In Yangon we had about 6 hours before our flight to Bangkok, so we went to leave our packs at the left luggage department. That department consisted of a 5 foot long desk backed up nearly to the window wall of the main terminal. Between the desk and the window a couple of employees sat waiting for any business. They charged us $1 per pack, we said we’d be back in about 4 hours, and they placed our packs under the desk – no claim check. At some points the desk wasn’t even manned, but the packs were undisturbed. Regarding this and security as well, I think the descriptive term for habits at the airports in Myanmar is “airport casual.”
Outside, we arranged for a taxi driver to take us into the center of Yangon for a few hours, to the main market area, and to a couple of Buddhist pagodas, and return to the airport, for $25. Yangon is a large city, but retains the third world feel. In the center the streets were full and we parked a block away from a little footbridge up, over, and down again – walking over it we arrived in the market. We explored the part that took up a complete city block under one roof. Innumerable little shops selling antiques, clothing, jade, sandalwood carvings, trinkets, paintings, jewelry, food (both hot and in grocery form), tourist junk, and a dozen other things. Going through the hot food section was intense. Tables line the main path through, and farther to the left and right are the cooking stations. Immediately upon starting through the main path, I realized gauntlet was a better word for it. Two at a time from opposite sides of the path men and women were insistently entreating us, pointing to their tables, their menus, and their food prep areas. As our steps took us farther, more from tables farther along began barking at us, while the former ones continued. We were planning to eat at the same café across from the airport as previously, so we could simultaneously use their wireless, and managed to escape this part of the market unscathed.
Our taxi driver then took us to a Buddhist pagoda, particularly, the “reclining Buddha.” Under an open air roof lay a giant Buddha, over 200 feet long (notice actual people at bottom right of photo for scale). The robes are overlaid with gold leaf. Still, it looked comically foolish, and unworthy of the reverence being given to it by the worshippers present. But then, any man-made thing is.
Next was the Shwedagon Pagoda. Incredible complex, which I will allow the photos to describe.
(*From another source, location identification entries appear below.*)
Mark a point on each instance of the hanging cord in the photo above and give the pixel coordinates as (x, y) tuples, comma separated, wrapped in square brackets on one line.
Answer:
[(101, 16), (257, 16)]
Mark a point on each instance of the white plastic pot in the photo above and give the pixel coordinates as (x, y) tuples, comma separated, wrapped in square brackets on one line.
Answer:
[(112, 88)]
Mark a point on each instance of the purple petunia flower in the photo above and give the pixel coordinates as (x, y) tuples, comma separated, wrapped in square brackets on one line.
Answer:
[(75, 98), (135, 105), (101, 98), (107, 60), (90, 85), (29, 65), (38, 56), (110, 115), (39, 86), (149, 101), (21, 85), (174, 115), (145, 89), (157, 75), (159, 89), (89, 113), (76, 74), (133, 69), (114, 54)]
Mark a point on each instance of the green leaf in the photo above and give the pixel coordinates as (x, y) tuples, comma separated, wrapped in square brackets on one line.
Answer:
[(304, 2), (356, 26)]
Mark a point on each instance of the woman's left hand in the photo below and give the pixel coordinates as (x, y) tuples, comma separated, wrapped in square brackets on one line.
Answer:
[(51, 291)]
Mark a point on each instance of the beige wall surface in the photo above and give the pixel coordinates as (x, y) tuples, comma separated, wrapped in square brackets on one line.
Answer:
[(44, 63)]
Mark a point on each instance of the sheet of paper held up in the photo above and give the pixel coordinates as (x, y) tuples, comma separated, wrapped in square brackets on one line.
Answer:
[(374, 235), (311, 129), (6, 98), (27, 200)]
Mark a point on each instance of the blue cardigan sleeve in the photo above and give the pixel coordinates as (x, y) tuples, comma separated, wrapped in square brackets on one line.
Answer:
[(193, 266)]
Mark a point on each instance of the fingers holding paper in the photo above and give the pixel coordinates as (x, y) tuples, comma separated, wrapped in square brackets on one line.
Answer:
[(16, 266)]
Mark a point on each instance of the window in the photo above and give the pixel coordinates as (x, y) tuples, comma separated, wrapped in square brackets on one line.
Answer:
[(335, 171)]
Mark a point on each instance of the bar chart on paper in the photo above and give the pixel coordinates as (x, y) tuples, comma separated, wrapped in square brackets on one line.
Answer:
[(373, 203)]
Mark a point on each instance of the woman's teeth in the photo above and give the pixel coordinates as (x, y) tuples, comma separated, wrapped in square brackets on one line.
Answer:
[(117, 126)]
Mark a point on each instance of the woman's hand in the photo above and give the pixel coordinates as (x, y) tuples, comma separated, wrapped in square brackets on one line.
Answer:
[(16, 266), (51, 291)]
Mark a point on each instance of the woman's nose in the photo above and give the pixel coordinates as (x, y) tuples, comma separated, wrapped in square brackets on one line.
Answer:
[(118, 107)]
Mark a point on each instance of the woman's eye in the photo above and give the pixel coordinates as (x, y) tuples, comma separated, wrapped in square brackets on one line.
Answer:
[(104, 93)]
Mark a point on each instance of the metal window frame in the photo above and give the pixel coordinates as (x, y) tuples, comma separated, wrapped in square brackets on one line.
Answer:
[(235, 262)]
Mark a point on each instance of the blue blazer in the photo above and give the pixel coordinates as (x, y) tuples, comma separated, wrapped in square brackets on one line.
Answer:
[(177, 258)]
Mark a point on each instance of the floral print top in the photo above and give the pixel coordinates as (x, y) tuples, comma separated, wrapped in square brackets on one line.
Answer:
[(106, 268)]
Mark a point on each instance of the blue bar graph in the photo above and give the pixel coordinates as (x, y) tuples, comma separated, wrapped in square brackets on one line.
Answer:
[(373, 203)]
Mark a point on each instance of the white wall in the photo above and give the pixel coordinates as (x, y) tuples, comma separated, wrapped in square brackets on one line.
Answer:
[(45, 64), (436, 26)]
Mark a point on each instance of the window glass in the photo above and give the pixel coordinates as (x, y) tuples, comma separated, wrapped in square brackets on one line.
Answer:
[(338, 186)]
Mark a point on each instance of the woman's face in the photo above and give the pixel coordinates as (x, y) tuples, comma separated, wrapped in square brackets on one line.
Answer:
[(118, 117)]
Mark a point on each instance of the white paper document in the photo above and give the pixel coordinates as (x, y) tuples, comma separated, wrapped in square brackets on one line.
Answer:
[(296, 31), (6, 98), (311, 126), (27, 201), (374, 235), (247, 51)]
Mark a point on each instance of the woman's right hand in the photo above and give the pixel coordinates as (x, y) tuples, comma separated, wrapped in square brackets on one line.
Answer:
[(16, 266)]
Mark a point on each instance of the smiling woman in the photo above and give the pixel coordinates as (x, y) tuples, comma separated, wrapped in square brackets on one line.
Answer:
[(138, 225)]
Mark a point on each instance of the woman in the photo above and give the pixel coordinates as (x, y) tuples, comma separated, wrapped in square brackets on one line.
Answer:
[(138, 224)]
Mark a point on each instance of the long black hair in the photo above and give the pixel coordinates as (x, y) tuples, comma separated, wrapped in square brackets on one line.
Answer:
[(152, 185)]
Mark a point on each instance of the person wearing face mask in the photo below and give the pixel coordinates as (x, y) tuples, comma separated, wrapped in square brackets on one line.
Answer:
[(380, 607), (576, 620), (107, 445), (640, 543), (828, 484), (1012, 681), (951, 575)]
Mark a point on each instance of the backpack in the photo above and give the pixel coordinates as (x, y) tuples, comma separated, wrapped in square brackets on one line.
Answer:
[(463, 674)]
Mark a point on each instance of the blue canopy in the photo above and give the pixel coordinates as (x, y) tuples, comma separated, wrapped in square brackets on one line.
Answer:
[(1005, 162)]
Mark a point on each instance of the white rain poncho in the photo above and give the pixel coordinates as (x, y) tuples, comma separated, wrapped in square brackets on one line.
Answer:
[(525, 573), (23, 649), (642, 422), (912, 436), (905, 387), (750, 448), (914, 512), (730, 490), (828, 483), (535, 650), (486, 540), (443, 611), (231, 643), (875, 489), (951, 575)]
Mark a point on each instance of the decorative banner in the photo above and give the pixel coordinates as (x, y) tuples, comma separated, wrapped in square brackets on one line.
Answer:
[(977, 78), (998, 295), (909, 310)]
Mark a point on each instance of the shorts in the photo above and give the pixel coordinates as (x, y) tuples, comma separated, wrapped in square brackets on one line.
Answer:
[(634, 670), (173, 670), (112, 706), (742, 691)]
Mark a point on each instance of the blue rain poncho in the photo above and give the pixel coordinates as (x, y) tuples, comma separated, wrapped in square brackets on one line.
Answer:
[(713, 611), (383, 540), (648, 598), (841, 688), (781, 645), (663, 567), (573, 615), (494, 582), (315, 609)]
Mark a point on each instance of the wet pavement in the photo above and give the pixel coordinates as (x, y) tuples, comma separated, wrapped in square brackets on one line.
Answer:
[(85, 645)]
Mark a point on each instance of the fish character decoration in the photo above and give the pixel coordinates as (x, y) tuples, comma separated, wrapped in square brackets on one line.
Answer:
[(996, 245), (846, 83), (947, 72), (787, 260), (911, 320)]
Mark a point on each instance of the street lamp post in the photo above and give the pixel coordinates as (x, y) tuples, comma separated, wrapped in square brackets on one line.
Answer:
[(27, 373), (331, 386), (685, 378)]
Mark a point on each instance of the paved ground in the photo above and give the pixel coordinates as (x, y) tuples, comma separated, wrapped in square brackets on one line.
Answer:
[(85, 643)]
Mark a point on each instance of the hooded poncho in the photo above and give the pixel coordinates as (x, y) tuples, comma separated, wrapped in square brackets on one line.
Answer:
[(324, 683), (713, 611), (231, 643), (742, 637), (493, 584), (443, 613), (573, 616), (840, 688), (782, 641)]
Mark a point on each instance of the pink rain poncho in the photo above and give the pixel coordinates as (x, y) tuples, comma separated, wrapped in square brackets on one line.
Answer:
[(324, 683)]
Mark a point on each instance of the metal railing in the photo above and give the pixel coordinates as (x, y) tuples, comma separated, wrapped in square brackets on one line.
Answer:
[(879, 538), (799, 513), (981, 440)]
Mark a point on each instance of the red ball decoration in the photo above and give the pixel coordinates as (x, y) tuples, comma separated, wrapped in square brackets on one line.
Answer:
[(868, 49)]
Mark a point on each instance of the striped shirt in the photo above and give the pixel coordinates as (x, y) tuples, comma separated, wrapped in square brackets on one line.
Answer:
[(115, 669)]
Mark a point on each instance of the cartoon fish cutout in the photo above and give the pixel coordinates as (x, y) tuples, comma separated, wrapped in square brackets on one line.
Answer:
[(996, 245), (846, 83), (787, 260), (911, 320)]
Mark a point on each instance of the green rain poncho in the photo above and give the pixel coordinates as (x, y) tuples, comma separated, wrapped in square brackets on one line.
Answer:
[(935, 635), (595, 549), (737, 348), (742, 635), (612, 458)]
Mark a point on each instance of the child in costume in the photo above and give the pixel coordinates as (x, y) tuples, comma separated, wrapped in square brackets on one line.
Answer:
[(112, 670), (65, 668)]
People there were separately touring, chanting in unison, lying around, taking photos, and pouring ceremonial water for purposes unknown to me. In the words of Forrest Gump, “and that’s all I have to say about that.”
Then it was back to the airport. I retrieved my laptop from the the Left Luggage Department and we went across the street to the café where we had eaten and wifi’d on the way into Myanmar. We ordered, and requested the key for wireless. Finally a woman came out and said I would have to pay 15,000 Kyat ($15) for a wireless card for all-day access. We said that wasn’t necessary when we had been there a few days before; we had been able to pay $1 for one hour. Her English was minimal, so we couldn’t tell if she was denying that was a possibility, or just ignoring what they had previously allowed us, or if she didn’t really understand what we were saying. The back and forth went on longer than was comfortable, but finally she went away and came back with the code and we had our dollar per hour service again.
A couple of hours later, we retrieved our luggage and boarded our flight back to Bangkok.
4 comments:
I am cracking up at your "airport casual" comment! Great pictures!
Kelli G
Looking through the Pagoda pictures reminded me of Disney World with its bright colored buildings and funny looking creatures! Nathan loved your description of the food gauntlet at the market -- glad you made it out hungry.
Excited to read your next post! Now off to look at your facebook photos...
Wow, those are some giant statues!
And how neat to see where our bracelets came from, too! Such a neat memento! :)
There are many surprises that awaits for you in Myanmar. Myanmar is not trending country in tourism but it is lately discovered by tourists as one of the best destination in Asia.